On the premise that the first-order minimal kinetic scheme elaborated under Materials and Methods occurred, a linear relationship between 1/τ and the CIL concentration [CIL] with an R2 value of 0.96 was taken (Figure 4C). The resultant blocking or unblocking rate constant produced during exposure to different CIL concentrations was estimated to be 1.18 sec−1μM−1 or 4.45 sec−1, respectively. Therefore, we yielded the value of the dissociation constant (KD = k−1/k+1*) with 3.77 μM. By comparison, as depicted in Figure 4D, the IC50 value required for the inhibition of IK(DR), measured at the beginning (peak IK(DR)) or end (late IK(DR)), of depolarizing pulse was 9.32 or 3.54 μM, respectively. The KD value required for the CIL-mediated block of IK(DR) was very close to the observed IC50 measured at the end of depolarizing steps (late IK(DR)).
2.5. Steady-State Inactivation Curve of IK(DR) Obtained in the Presence of CIL
Alternatively, we further characterized the CIL effectiveness on the regulation of the inactivation curve of IK(DR) in GH3 cells. The steady-state inactivation curves of IK(DR) in the presence of CIL 1 and 3 μM were further constructed and are hence illustrated in Figure 5. In these whole-cell recordings, a 1-s conditioning pulse to various potentials was applied to precede the 1-s test pulse to +50 mV from a holding potential of −50 mV. The relationship between the conditioning potentials and the normalized amplitude of IK(DR) during exposure to different CIL concentrations (1 and 3 μM) was derived and constructed with a Boltzmann function. In the control, voltage for half-maximal inactivation (V1/2) and corresponding gating charge (q) were −25.1 ± 2.2 mV and 2.7 ± 0.3 e, while in the presence of 1 μM or 3 μM CIL, the values of V1/2 and q were −27.7 ± 2.1 mV and 2.7 ± 0.2 e (n = 7), or −35.1 ± 2.5 mV and 2.7 ± 0.2 e (n = 7), respectively. Therefore, as the CIL concentration increased from 1 to 3 μM, the midpoint of the inactivation curve of the current was evidently shifted along the voltage axis toward hyperpolarizing voltage by approximately 7 mV. No pronounced difference in the gating charge was, however, demonstrated during exposure to 1 or 3 μM CIL.

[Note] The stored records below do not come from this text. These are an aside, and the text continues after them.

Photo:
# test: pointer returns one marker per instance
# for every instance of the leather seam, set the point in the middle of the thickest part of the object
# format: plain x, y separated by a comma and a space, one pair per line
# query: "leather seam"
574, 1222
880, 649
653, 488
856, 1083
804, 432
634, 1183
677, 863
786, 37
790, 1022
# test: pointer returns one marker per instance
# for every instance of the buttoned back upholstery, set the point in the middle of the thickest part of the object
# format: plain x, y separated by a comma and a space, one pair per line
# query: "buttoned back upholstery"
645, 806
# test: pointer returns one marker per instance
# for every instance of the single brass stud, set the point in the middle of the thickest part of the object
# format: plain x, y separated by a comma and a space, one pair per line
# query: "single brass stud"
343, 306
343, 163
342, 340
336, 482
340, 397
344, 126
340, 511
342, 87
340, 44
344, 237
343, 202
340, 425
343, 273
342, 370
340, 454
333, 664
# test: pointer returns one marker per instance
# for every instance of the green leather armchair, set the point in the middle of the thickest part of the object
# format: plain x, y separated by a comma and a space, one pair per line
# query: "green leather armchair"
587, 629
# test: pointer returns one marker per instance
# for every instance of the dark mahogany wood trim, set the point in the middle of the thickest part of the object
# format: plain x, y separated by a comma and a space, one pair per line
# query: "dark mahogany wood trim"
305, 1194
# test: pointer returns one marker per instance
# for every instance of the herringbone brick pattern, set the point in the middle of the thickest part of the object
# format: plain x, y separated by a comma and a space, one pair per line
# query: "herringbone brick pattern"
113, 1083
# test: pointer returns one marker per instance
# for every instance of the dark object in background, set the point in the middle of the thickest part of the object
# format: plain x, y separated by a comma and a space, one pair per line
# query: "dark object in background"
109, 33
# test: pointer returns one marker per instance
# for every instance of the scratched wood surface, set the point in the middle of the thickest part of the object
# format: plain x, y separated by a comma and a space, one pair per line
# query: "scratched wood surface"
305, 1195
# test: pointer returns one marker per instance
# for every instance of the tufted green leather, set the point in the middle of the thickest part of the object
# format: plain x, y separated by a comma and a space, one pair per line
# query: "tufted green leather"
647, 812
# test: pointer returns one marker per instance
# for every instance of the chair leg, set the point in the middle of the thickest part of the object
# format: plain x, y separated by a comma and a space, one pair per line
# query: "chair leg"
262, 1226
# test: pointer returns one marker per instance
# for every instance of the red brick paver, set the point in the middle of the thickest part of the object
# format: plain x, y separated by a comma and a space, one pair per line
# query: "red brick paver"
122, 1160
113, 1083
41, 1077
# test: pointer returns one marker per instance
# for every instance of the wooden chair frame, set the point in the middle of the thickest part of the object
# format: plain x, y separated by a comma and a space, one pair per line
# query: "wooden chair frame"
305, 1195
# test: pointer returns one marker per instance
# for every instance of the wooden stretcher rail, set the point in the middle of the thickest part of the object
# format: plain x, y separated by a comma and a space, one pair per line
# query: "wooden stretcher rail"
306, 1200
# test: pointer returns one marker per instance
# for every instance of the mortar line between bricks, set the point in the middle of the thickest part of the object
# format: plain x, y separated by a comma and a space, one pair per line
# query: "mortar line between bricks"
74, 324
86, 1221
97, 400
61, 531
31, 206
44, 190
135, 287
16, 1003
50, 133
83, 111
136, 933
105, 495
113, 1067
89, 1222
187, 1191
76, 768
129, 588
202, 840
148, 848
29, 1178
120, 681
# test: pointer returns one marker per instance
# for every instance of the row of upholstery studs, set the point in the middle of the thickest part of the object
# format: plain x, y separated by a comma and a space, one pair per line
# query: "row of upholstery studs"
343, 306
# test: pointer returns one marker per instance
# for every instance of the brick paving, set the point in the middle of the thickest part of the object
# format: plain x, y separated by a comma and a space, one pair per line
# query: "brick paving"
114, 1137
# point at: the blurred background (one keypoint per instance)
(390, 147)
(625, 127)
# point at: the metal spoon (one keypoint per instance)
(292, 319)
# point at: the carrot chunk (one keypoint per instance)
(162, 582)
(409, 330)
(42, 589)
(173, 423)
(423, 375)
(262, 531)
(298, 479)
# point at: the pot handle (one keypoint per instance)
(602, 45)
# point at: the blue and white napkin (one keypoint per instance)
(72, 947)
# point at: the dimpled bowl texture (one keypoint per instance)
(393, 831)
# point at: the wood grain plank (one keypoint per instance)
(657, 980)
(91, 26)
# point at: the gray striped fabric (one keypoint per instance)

2.6. Effect of CIL on Recovery of IK(DR) from Inactivation in GH3 Cells
The effect of CIL on the recovery of IK(DR) from the inactivation was evaluated with a two-step voltage-clamp protocol. In these measurements, a 300-msec conditioning step to +50 mV (i.e., 1st voltage-clamp step) inactivated most of the IK(DR), and the recovery of IK(DR) from the inactivation at the holding potential of −50 mV was examined at different times with a test step (+50 mV, 300 msec, i.e., 2nd voltage-clamp step), as shown in Figure 6. During cell exposure to 1 μM or 3 μM CIL, the time course of recovery from the current inactivation was fitted to a single exponential function with a τ value of 538 ± 9 msec (n = 8) or 613 ± 11 msec (n = 8), respectively. Our results, therefore, reflected that as the CIL concentration increased from 1 to 3 μM CIL, recovery from the IK(DR) inactivation observed in GH3 cells significantly became prolonged.
2.7. Inhibitory Effect of CIL on the Steady-State Inactivation Curve of IK(DR) Evoked by 10-s Conditioning Pulses
We further characterized the voltage dependence of 10-s long depolarization-elicited IK(DR) with or without the application of CIL. The steady-state inactivation curve of IK(DR) following the addition of 1 or 3 μM CIL is shown in Figure 7. In the presence of 1 μM CIL, the value of V1/2 or q was −45.1 ± 2.1 mV or 2.6 ± 1.9 e (n = 7), while, in the presence of 3 μM CIL, the value of V1/2 or q was −55.1 ± 2.2 mV or 2.5 ± 1.8 e (n = 7). Under our experimental conditions, the inactivation curve of this current elicited by 10-s command potentials was shifted to a hyperpolarized potential by 10 mV as the CIL concentration increased from 1 to 3 μM; however, the gating charge of the current did not differ significantly between the presence of 1 and 3 μM CIL.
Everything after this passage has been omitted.